The school is even more magnificent than Hill House. I've never had a favorite architect before, but I'm pretty sure it is Mackintosh now. He went on to design 40 tea houses around Glasgow and a bunch of houses, but ended up dying of mouth cancer in the 1930's, poor and unappreciated. I'm starting to think all brilliant people live sordid lives and are only truly appreciated after they are gone.

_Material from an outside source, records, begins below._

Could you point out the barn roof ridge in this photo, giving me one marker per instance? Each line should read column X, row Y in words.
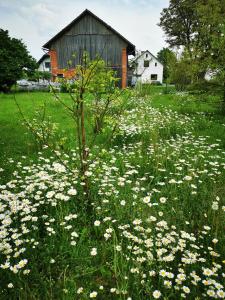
column 85, row 12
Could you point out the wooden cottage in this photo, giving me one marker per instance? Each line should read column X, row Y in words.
column 88, row 33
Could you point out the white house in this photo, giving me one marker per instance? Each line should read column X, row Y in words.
column 44, row 64
column 147, row 68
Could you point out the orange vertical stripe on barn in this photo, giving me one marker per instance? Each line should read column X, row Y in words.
column 124, row 68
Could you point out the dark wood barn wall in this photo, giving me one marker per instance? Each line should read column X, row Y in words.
column 90, row 35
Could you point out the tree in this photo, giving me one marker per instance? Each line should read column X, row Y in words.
column 179, row 21
column 14, row 61
column 168, row 58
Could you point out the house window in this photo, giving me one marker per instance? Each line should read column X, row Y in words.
column 146, row 63
column 154, row 76
column 47, row 65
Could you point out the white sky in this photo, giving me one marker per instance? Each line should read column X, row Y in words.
column 36, row 21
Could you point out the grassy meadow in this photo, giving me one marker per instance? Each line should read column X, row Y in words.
column 157, row 193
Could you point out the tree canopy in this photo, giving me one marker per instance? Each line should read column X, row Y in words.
column 168, row 58
column 199, row 27
column 14, row 60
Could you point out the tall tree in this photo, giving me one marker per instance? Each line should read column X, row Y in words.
column 198, row 26
column 14, row 60
column 179, row 22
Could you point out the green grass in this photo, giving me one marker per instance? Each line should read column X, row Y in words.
column 157, row 190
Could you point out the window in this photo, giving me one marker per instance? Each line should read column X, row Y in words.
column 47, row 65
column 146, row 63
column 60, row 75
column 154, row 76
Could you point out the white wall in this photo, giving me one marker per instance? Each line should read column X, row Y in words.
column 155, row 67
column 42, row 67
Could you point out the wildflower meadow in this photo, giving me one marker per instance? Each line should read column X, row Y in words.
column 155, row 225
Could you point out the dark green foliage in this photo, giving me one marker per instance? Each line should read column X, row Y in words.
column 14, row 61
column 199, row 27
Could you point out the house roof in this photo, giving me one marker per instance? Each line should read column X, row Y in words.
column 143, row 52
column 44, row 56
column 130, row 47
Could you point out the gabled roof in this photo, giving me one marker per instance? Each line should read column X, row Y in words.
column 130, row 47
column 147, row 51
column 44, row 56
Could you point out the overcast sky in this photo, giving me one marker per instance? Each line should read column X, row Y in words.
column 36, row 21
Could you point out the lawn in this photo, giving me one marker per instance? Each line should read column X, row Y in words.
column 155, row 228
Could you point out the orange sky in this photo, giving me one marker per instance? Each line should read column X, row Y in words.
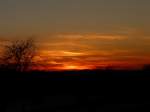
column 80, row 34
column 93, row 50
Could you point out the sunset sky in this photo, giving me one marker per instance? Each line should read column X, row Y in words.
column 81, row 34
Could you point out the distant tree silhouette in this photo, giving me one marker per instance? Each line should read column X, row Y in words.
column 19, row 55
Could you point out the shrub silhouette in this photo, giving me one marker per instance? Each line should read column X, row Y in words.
column 19, row 55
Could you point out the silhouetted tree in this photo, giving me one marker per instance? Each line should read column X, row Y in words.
column 19, row 55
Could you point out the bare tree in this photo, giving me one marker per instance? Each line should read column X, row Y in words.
column 19, row 55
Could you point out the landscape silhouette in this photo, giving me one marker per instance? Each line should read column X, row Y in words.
column 28, row 90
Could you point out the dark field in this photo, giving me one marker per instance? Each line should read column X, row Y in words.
column 80, row 91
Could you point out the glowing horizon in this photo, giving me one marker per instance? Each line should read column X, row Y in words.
column 80, row 34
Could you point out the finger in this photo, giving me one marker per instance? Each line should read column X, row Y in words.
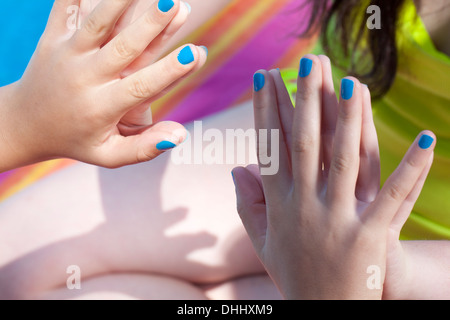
column 402, row 181
column 251, row 206
column 285, row 109
column 119, row 151
column 160, row 43
column 368, row 184
column 330, row 106
column 63, row 17
column 129, row 44
column 408, row 205
column 99, row 24
column 344, row 164
column 147, row 84
column 271, row 151
column 306, row 154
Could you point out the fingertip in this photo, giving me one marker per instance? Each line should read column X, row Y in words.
column 259, row 80
column 426, row 140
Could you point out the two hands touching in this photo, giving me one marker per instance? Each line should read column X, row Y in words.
column 321, row 224
column 317, row 225
column 86, row 93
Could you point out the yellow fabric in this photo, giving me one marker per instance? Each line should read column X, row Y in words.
column 419, row 99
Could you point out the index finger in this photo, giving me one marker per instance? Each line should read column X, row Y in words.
column 400, row 184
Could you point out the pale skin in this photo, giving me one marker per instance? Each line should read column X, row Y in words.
column 160, row 241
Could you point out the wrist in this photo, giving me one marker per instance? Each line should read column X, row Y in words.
column 17, row 144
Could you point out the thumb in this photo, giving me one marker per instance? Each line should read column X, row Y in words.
column 251, row 204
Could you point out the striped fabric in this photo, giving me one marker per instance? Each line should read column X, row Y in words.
column 244, row 37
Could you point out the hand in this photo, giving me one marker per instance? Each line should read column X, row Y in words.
column 321, row 223
column 81, row 98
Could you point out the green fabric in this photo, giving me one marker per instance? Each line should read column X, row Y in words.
column 419, row 99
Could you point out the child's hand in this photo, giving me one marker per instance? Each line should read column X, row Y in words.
column 82, row 98
column 321, row 224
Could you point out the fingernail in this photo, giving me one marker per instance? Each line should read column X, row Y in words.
column 186, row 56
column 165, row 145
column 347, row 89
column 258, row 81
column 165, row 5
column 205, row 48
column 425, row 141
column 188, row 6
column 305, row 67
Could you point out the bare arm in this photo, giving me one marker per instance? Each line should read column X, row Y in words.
column 429, row 275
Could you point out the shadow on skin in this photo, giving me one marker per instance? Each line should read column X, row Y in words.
column 110, row 248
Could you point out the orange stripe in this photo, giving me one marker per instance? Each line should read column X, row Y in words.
column 217, row 59
column 23, row 177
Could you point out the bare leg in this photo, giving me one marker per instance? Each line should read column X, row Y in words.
column 157, row 218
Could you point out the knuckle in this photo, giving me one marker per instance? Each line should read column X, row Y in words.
column 302, row 144
column 341, row 164
column 140, row 89
column 396, row 192
column 122, row 50
column 145, row 155
column 93, row 26
column 412, row 162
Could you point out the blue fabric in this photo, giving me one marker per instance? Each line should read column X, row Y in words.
column 22, row 23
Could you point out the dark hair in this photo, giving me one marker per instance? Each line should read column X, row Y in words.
column 368, row 54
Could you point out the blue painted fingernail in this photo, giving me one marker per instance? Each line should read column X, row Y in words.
column 165, row 145
column 305, row 67
column 186, row 56
column 206, row 49
column 425, row 141
column 165, row 5
column 347, row 86
column 258, row 81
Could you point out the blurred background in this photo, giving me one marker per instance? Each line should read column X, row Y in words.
column 22, row 23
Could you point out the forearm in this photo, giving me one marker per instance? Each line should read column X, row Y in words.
column 430, row 269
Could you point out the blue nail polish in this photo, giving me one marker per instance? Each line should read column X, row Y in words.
column 165, row 5
column 186, row 56
column 305, row 67
column 165, row 145
column 425, row 141
column 206, row 49
column 347, row 86
column 258, row 81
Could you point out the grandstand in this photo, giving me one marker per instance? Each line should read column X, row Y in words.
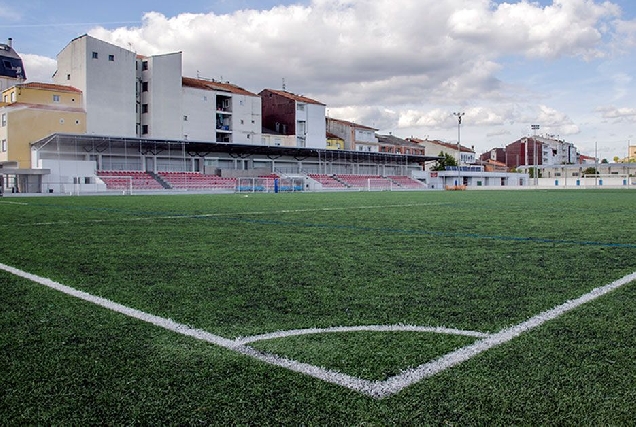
column 89, row 163
column 128, row 180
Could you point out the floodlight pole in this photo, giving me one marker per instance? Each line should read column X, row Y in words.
column 459, row 147
column 535, row 128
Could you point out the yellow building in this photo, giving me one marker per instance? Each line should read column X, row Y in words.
column 32, row 111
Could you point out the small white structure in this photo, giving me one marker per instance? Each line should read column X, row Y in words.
column 471, row 177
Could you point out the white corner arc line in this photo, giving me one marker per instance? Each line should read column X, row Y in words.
column 376, row 389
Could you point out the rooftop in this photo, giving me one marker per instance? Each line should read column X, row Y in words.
column 293, row 96
column 215, row 85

We visited The Lighthouse, another Mackintosh building that used to house the city newspaper in the teens and twenties but has since been converted into a museum with a history of Glasgow exhibit on the bottom floor, a history of Mackintosh exhibit on the middle floor, a tea shop, and a very tall spiral tower that we climbed to view the city from 360 degrees. 

We spent our last day in Scotland wandering through the Kelvingrove Art Museum and Kelvingrove Park. Both lovely and good for killing time and enjoying a little bit of Scotland for free. 

So that is all of Scotland, our whole time in the kelt wearing, whiskey drinking, non dreary country. It was an amazing two weeks and hopefully Ireland will inspire and dazzle me as Scotland has.